It was a traumatic change within IBM to begin the modernization of the platform and 1. keep it relevant to where it was having its “legacy” value (the prime objective) and 1A. make it relevant to capture new workloads. This was something tolerated, but not completely embraced at the IBM executive levels.  Ignoring the success of “desktop computing” and new business opportunities, I always felt that the mainframe sales mantra was kind of the opposite of the famous Star Trek line: To boldly go where we have already sold before. So the real goal appeared to be to keep our current mainframe customers happy.

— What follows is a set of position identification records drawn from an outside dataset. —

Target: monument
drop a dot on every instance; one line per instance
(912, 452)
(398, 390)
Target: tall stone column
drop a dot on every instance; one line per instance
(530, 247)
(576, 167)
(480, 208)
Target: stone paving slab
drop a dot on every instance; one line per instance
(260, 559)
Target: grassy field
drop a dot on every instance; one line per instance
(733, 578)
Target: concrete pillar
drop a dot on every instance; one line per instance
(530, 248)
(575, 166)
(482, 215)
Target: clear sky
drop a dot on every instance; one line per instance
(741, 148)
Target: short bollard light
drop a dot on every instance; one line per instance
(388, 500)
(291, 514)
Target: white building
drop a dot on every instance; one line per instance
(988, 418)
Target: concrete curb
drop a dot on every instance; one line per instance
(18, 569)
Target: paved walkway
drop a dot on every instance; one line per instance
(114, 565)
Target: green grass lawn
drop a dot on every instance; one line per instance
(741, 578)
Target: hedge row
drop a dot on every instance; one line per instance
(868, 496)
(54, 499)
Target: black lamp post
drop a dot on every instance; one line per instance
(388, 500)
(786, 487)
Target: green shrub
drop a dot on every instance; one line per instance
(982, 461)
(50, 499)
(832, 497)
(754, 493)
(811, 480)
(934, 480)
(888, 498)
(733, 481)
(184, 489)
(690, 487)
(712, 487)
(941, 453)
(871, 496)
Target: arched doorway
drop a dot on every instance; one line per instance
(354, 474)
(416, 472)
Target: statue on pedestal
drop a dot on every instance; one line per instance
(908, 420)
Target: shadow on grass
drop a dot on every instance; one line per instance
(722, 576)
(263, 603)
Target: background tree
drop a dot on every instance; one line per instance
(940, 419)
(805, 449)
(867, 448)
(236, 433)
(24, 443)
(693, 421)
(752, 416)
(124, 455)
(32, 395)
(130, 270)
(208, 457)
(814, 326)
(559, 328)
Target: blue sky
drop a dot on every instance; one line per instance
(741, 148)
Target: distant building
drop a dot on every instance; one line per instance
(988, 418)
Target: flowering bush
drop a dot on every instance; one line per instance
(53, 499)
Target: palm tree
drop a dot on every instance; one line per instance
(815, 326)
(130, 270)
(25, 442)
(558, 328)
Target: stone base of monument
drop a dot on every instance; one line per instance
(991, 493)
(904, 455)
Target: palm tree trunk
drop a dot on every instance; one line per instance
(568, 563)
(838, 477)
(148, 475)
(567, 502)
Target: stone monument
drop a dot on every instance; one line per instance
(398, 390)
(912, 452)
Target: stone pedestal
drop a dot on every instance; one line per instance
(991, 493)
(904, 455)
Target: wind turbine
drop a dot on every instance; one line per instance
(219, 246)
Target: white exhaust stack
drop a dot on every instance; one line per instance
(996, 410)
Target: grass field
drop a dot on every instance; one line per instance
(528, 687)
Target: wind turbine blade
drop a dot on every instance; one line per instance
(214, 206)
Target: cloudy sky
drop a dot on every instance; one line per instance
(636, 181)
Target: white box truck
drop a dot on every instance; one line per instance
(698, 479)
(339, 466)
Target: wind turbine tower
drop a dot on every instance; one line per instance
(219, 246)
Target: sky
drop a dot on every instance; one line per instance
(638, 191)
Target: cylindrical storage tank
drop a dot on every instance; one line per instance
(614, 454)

The mainframe is a dinosaur. The mainframe is dead

There were voices, everywhere, saying the mainframe was dead, it’s a dinosaur. It chilled the hearts and minds of senior IBM executives too. There was a “new breed” of executive that wanted to look and grow new business lines, like the PC Server and Power Systems. Where did their funding come from? The profit of the mainframe. But as a result, mainframe R&D budgets were challenged. And even within the mainframe, as growth opportunities were considered, the development budget was spread even thinner across a wider variety of efforts. Some believed it was a cash cow, from which new opportunities should be funded. And then there were the mainframe believers that had to fight “the new status quo” to maintain their budgets. I could go on and on about these political battles inside IBM. There’s some TMZ quality stuff, but not what I want to discuss here.

Now, if you don’t want to read the story about what changes were made and how they were made, you can skip to the Summary of how bad it was and how good it has become.

The long road toward making the mainframe relevant to new workloads

Instead, I’d like to tell you about the changes that were made to make the platform relevant to new business opportunities. In the process, the positioning of the mainframe changed. It’s still a terrific System of Record, but now, unlike the 1990’s, it can be a viable System of Engagement for many functions, but not all. Because if I said all functions, I’d be lying every time I mentioned hybrid computing!

Let’s start with a big mainframe app that made the decision to go “all distributed” and never looked back. That hadas much to do with money as it did with technology.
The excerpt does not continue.